NielsRogge / Transformers-Tutorials

This repository contains demos I made with the Transformers library by HuggingFace.
MIT License
9.16k stars 1.42k forks source link

Visualizing SAM Mask decoder #385

Open nahidalam opened 8 months ago

nahidalam commented 8 months ago

I was looking into your tutorial on visualizing self-attention DINO.

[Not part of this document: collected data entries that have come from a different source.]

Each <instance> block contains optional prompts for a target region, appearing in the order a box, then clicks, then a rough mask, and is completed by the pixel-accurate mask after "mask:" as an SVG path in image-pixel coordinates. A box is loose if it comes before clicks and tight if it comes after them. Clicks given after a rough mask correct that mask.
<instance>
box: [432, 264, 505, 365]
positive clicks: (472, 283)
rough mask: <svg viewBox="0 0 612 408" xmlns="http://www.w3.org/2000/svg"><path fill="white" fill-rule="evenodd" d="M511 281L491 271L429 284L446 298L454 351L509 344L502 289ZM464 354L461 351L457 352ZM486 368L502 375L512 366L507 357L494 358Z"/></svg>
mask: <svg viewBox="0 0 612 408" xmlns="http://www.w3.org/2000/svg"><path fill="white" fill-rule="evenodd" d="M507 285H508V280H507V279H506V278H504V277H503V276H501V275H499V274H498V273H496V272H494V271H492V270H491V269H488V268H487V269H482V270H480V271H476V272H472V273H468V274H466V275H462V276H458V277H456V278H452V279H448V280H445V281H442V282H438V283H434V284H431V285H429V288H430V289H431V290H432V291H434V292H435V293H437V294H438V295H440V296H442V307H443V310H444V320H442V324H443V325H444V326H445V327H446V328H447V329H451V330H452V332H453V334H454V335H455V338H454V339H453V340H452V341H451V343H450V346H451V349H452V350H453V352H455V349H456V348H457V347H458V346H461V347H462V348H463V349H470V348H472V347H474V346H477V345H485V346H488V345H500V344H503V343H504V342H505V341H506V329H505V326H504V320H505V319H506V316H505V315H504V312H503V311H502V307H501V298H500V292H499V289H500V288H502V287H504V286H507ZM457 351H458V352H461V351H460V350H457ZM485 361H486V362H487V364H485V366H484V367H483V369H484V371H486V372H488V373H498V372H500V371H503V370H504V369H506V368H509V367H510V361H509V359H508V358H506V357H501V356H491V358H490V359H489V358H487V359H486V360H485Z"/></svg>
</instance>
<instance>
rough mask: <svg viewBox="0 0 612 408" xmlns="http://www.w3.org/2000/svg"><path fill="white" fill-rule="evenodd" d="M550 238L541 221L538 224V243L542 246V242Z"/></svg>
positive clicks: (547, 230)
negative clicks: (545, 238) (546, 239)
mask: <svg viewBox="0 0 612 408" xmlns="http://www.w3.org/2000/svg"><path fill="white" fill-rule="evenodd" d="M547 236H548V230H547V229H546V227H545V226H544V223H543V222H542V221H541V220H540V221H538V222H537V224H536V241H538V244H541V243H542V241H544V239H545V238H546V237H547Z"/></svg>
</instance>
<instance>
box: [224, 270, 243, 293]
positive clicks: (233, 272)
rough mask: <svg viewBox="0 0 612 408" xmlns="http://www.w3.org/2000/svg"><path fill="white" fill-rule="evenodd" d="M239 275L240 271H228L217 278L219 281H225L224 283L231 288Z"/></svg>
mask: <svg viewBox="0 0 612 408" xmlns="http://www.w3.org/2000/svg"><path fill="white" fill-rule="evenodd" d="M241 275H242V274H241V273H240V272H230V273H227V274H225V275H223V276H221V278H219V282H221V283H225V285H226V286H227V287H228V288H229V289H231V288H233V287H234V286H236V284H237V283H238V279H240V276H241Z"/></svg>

Planning to do similar for visualizing the attention heads of the mask decoders for SAM. Based on SAM paper and SAM codebase, there should be 8 attention heads. But below code shows me there are only 1 attention head

from transformers import ViTFeatureExtractor
from transformers import SamModel, SamProcessor
from transformers import SamVisionConfig, SamConfig, SamPromptEncoderConfig, SamMaskDecoderConfig

# image feature extraction
feature_extractor = ViTFeatureExtractor.from_pretrained("facebook/sam-vit-base", size = 1024)
pixel_values = feature_extractor(images=image, return_tensors="pt").pixel_values

# define SAM configs
vision_config = SamVisionConfig(patch_size = 16)
prompt_encoder_config = SamPromptEncoderConfig()
mask_decoder_config = SamMaskDecoderConfig()
samconfig = SamConfig(vision_config, prompt_encoder_config, mask_decoder_config)

# define model
model = SamModel.from_pretrained("facebook/sam-vit-base", config = samconfig)
processor = SamProcessor.from_pretrained("facebook/sam-vit-base")

# forward pass
outputs = model(pixel_values, output_attentions=True, interpolate_pos_encoding=True, return_dict=True)
Screenshot 2024-01-25 at 9 17 51 PM

The 2nd dimension of the above tensor should be 8 not 1.

Am I missing something?